Muza Kirjušina , Gunita Deksne , Gianluca Marucci , Eduards Bakasejevs , Inese Jahundoviča , Anžela Daukšte , Aleksandra Zdankovska , Zanda Bērziņa , Zanda Esīte , Antonino Bella , Fabio Galati , Angelika Krūmiņa , Edoardo Pozio
1 March 2015
Trichinella spp. are zoonotic parasites transmitted to humans by the consumption of raw or insufficiently cooked meat of different animal species. The most common source of infection for humans is meat from pigs and wild boar ( Sus scrofa). The aim of the present work was to evaluate the incidence of Trichinella spp. infections in wild boar hunted in Latvia over a 38 year interval (1976 to 2013).
A total 120,609 wild boars were individually tested for Trichinella spp. by trichinoscopy and, in case of negativity, by artificial digestion of 25 g muscles, in the 1976–2005 period, and by artificial digestion of 25–50 g muscles in the 2006–2013 period. Trichinella spp. larvae were identified at the species level by multiplex PCR.

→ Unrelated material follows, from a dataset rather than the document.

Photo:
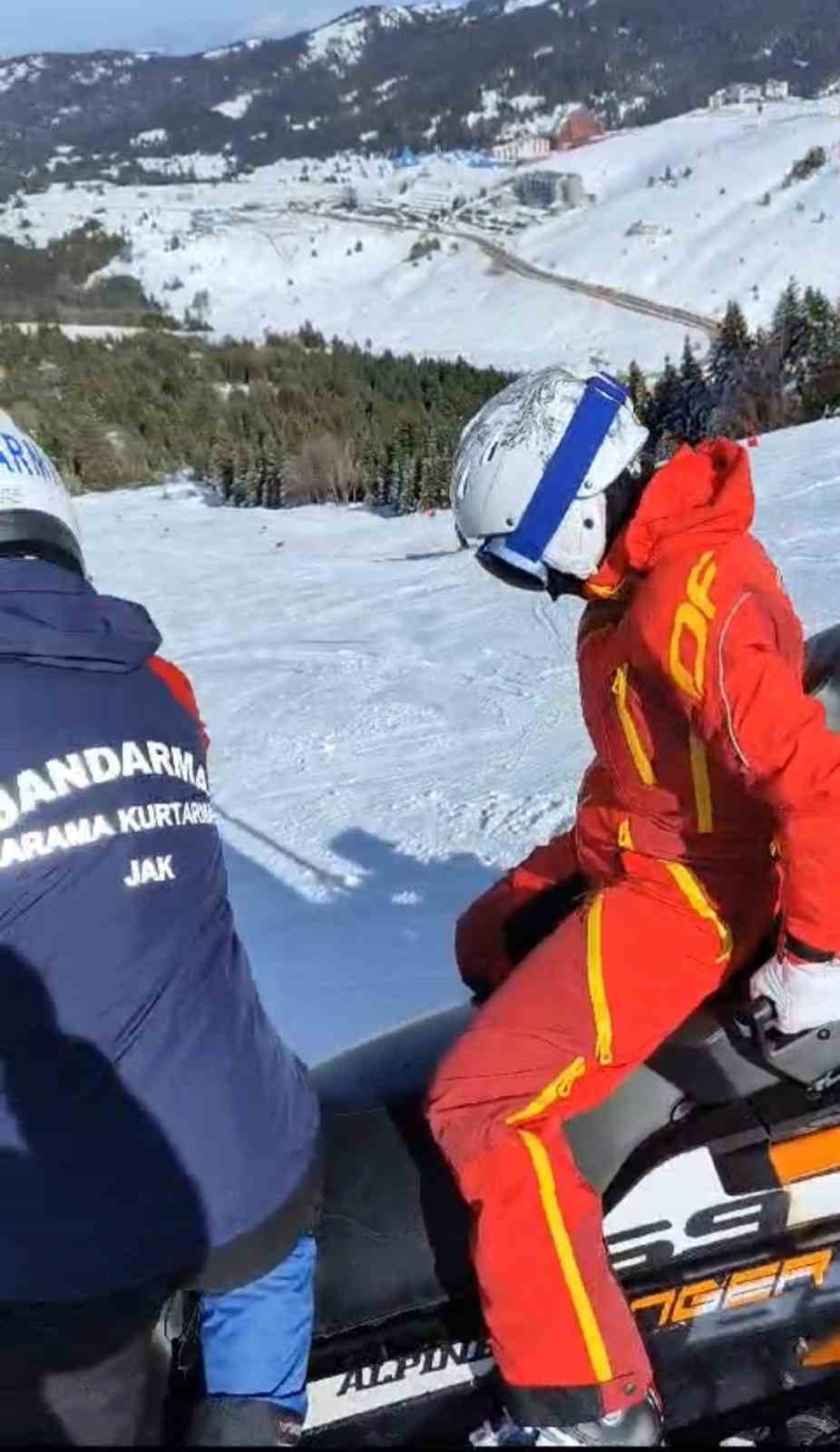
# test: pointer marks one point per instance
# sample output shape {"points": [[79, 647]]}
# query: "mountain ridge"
{"points": [[385, 77]]}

In the study period, the overall prevalence of infected wild boar was 2.5%. Trichinella britovi was the predominant (90%) species. The incidence of Trichinella spp. infection in wild boar exhibited two different trends. From 1976 to 1987, the incidence of infected/hunted wild boar increased from 0.23% to 2.56%, then it decreased to 0.19 in 1994. Thereafter, the incidence fluctuated between 0.05% and 0.37%. A statistically significant ( P < 0.05) correlation (r = 0.54; p = 0.0199) was found between the trend of Trichinella spp. incidence in hunted wild boar and the number of snow cover days from 1976 to 1993. From 1997 to 2013, the estimated wild boar population of Latvia increased by 4.9 times and the hunting bag by 9.7 times, with a stable incidence of Trichinella spp. in the population. It follows that the biomass of Trichinella spp. larvae and of T. britovi, in particular, increased.
The incidence trends of Trichinella spp. in wild boar could be related to the role played by the snow in reducing the thermal shock and muscle putrefaction which increases the survival of the larvae in muscle tissues of carrion in the 1976–1993 period; and, in the 1997–2013 period, to the increased biomass of Trichinella spp. due to the increased carnivore populations, which are the main reservoirs of these parasites.